Linux implements demand paging: when a page fault occurs because a page is not in RAM, the kernel allocates and initializes a new page, postponing allocation until it is actually needed.
Interrupts and Exceptions
Interrupts are asynchronous signals from hardware; exceptions are synchronous events generated by the CPU. Linux uses 256 interrupt vectors; vectors 0‑31 are for exceptions and non‑maskable interrupts, 32‑47 for maskable device interrupts, and 48‑255 for software interrupts. Vector 0x80 (128) is used for system calls.
In protected mode the interrupt vector table becomes the Interrupt Descriptor Table (IDT), with 8‑byte entries called gate descriptors. Types of gate descriptors include interrupt gates, trap gates, and system gates.
System Calls
System calls provide a portable interface for user‑mode processes to request services from the kernel, improving programmability, security, and OS portability.
Kernel Synchronization
Critical sections are code regions that access shared data; concurrent entry leads to race conditions. Synchronization mechanisms prevent such races.
Deadlocks arise from mutual exclusion, hold‑and‑wait, no pre‑emption, and circular wait; they can be avoided by breaking any of these conditions.

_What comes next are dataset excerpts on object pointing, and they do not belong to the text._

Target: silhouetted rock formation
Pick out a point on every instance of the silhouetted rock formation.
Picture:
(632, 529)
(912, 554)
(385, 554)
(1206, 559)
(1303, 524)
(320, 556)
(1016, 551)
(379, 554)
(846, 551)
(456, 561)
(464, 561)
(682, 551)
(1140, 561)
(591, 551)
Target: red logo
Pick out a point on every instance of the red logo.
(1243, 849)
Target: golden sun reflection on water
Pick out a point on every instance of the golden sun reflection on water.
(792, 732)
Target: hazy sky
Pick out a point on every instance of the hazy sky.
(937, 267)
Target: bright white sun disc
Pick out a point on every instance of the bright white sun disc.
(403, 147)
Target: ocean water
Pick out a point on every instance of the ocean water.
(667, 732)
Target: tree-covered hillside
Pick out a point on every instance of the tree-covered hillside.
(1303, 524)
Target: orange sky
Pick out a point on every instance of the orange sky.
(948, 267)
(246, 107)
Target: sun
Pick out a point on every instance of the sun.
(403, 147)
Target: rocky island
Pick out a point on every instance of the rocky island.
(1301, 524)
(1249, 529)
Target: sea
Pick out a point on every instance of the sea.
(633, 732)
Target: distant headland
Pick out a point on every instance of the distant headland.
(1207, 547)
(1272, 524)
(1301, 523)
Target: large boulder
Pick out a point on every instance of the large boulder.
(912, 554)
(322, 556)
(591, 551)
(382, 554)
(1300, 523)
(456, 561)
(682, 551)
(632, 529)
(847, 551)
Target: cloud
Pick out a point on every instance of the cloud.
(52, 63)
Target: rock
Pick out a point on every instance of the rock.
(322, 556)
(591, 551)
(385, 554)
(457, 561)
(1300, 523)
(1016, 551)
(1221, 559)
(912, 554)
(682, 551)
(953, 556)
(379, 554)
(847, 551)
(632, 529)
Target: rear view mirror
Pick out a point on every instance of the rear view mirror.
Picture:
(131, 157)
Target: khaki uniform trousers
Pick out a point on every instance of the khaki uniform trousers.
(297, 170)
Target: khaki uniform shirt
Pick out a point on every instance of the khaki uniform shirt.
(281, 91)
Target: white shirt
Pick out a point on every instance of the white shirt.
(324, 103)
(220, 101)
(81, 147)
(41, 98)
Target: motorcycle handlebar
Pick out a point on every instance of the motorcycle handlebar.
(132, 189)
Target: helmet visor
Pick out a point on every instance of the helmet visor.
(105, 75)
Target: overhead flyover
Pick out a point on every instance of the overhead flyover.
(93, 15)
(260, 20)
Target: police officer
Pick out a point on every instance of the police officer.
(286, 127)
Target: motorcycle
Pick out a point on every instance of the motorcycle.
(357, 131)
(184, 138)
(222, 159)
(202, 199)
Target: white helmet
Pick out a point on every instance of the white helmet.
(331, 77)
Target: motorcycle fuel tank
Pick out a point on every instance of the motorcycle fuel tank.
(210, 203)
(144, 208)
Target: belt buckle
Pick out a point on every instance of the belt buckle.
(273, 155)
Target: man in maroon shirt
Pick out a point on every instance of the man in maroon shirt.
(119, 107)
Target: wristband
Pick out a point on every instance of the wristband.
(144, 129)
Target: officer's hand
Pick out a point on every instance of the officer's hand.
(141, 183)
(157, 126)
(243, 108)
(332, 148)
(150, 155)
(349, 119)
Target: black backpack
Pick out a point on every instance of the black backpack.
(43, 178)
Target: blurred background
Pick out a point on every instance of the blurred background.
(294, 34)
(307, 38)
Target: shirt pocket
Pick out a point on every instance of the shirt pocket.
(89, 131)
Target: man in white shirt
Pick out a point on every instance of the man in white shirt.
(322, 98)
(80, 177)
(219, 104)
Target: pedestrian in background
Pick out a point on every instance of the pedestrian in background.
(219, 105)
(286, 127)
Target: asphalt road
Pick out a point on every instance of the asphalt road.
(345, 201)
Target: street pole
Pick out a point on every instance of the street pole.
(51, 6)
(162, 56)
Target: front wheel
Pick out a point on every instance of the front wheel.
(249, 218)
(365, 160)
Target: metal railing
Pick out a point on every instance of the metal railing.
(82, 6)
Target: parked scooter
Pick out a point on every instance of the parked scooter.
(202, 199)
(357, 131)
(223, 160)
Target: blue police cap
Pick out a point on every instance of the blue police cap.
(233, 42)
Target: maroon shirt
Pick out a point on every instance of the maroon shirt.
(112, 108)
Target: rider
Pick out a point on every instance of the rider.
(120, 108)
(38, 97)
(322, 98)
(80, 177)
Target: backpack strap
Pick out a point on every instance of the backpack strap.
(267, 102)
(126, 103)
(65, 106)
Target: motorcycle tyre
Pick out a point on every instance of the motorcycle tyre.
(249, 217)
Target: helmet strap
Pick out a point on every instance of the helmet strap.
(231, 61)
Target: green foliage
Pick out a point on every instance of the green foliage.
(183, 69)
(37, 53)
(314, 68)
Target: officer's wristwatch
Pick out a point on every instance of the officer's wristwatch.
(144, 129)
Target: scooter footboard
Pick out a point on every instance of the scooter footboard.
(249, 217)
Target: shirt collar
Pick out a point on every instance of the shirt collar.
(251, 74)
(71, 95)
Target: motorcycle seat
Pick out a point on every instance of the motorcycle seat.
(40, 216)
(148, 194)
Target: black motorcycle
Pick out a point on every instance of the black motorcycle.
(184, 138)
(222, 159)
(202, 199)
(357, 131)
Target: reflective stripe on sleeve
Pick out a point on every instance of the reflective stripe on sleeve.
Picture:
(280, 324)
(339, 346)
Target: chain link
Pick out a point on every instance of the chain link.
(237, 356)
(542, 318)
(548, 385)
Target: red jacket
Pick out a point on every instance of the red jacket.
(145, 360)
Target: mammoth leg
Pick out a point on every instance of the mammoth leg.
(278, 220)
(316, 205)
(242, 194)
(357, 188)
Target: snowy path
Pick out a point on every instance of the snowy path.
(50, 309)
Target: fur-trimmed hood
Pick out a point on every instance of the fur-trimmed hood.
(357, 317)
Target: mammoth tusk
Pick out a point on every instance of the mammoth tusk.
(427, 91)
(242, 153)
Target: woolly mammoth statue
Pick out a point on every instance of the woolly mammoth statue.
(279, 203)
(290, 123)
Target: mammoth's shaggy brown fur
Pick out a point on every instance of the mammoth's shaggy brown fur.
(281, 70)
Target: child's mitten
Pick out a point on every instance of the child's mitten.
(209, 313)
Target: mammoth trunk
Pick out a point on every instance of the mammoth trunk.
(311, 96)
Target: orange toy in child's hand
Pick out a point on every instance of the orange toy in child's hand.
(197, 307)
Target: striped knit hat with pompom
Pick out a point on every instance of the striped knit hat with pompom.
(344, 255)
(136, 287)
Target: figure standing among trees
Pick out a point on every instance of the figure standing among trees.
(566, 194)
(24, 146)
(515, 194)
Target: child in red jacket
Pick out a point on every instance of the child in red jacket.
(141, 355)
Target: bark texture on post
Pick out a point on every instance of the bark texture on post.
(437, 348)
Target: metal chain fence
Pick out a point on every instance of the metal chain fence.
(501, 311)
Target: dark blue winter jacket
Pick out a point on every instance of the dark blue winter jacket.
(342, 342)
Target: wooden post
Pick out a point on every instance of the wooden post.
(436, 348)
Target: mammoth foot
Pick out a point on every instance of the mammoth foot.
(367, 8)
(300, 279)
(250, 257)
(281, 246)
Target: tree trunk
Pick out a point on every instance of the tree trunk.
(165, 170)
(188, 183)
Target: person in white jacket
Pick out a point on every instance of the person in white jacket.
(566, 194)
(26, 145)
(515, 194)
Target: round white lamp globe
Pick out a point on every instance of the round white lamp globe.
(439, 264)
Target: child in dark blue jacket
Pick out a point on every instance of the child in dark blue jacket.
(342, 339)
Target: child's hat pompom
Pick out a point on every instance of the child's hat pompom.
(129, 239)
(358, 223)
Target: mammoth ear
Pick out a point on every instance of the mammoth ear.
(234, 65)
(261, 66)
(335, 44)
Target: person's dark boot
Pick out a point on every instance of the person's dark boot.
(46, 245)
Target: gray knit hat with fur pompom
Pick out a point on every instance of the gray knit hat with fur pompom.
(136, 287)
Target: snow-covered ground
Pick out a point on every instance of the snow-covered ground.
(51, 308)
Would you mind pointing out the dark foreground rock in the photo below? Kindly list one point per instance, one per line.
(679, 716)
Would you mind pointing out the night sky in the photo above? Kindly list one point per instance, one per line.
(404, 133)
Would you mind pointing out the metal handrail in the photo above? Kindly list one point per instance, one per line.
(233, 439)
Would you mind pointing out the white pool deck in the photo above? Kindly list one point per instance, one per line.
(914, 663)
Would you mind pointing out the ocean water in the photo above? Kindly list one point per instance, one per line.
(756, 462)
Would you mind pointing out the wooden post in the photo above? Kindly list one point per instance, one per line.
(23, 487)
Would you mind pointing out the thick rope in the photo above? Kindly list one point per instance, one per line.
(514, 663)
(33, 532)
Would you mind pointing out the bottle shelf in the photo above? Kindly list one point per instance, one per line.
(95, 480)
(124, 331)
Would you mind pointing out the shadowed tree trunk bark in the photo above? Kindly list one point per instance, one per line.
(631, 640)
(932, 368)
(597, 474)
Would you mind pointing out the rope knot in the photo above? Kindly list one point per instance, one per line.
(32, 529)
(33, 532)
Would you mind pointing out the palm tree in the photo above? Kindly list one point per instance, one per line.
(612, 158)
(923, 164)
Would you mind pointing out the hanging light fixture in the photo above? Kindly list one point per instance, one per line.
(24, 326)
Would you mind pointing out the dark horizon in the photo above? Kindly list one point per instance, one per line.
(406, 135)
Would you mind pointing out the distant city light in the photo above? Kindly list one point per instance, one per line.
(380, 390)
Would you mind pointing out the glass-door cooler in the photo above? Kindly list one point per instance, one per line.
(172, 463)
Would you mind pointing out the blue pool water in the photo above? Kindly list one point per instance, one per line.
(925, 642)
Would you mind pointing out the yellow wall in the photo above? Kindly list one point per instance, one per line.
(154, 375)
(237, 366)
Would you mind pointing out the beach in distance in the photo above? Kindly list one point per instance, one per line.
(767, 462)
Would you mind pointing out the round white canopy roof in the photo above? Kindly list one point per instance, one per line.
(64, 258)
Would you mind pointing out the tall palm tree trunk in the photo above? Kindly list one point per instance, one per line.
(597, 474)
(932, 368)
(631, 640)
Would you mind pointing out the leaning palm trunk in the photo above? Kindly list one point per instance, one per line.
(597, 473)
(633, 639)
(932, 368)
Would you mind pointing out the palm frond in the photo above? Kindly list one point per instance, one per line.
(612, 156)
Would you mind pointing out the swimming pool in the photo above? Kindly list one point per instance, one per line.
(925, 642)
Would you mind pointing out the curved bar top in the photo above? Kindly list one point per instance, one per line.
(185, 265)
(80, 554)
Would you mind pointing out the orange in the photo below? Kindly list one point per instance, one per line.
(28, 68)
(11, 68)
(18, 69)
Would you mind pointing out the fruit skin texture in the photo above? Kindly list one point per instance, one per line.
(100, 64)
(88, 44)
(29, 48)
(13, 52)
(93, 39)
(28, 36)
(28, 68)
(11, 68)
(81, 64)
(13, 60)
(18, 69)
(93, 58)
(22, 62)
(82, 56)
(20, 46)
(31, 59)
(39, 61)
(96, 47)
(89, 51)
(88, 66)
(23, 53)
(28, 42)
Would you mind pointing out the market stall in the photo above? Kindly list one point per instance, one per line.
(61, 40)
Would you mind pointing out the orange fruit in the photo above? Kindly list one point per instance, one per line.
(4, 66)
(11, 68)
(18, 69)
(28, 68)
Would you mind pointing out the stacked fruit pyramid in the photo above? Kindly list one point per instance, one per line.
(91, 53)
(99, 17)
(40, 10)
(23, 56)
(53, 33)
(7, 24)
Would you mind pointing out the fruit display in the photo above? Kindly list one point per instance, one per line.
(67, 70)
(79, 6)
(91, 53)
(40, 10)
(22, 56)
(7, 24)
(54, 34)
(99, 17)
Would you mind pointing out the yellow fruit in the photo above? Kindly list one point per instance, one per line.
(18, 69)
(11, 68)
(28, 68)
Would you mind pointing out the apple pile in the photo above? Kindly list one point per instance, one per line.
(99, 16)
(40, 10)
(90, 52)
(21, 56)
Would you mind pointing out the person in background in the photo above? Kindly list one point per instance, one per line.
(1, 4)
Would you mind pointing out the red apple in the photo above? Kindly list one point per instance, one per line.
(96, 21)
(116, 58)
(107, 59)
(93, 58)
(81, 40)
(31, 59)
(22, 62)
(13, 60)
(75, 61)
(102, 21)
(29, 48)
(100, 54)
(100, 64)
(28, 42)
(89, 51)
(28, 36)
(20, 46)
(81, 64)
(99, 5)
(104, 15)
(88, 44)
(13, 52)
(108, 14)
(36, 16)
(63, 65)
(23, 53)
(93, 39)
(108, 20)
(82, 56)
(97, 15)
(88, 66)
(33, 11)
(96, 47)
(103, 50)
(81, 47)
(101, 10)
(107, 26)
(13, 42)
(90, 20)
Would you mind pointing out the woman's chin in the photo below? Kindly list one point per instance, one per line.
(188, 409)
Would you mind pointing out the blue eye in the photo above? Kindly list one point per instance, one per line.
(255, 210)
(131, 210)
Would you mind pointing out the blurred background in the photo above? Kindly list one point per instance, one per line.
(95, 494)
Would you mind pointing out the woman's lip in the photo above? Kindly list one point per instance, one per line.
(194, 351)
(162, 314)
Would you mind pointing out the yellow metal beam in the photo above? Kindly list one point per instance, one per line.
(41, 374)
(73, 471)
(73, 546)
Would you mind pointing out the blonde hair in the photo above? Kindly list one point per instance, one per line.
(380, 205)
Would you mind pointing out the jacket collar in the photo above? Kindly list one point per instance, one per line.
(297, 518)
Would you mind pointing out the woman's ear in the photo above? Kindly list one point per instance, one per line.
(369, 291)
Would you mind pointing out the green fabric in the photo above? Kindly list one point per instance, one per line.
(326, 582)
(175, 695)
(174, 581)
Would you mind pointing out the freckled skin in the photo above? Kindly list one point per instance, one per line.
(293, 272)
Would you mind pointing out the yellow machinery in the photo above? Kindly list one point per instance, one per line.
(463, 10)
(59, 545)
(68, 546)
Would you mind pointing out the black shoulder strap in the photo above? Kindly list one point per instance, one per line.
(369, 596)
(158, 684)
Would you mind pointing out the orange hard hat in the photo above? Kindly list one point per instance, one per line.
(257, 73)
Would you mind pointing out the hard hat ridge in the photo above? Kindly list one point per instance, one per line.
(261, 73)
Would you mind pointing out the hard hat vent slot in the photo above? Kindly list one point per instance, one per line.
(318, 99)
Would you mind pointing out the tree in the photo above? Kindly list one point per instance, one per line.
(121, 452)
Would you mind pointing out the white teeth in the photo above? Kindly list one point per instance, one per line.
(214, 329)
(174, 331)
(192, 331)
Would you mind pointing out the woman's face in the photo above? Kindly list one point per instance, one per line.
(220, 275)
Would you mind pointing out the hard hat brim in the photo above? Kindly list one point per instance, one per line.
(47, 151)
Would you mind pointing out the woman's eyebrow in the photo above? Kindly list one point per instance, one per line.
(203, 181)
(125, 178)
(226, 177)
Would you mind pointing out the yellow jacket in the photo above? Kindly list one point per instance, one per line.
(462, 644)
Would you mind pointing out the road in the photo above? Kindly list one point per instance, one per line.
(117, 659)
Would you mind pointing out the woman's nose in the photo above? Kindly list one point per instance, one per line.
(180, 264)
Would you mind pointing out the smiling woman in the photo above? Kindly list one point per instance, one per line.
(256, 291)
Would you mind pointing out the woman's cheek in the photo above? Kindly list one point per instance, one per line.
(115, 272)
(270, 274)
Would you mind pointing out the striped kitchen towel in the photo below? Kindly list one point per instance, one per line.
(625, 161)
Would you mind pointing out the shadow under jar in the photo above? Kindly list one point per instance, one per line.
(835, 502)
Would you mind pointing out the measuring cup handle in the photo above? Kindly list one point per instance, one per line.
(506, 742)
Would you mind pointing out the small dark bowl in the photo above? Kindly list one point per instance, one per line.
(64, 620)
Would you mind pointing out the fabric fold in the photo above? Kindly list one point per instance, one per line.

Concurrency in the kernel is caused by interrupts, kernel pre‑emption, sleeping processes, and symmetric multiprocessing.
Semaphores are sleeping locks with atomic down() (P) and up() (V) operations.
File System
Linux uses a single rooted directory tree (/) regardless of the number of physical partitions, facilitating unified management in a multi‑user environment. File types include regular files, directories, device files, pipes, and links.
The Virtual File System (VFS) abstracts various concrete file‑system implementations behind a common set of system calls. VFS objects include superblocks, inodes, dentries, and file structures.
Device Drivers
Devices are classified as block devices (transfer data in blocks, e.g., disks) or character devices (byte‑wise I/O, e.g., keyboards). Linux treats devices as files, enabling uniform file‑operation system calls.
A device driver is the kernel software that controls and manages a hardware controller.
I/O ports consist of control, status, and data registers; they can be accessed via memory‑mapped I/O or port‑mapped I/O.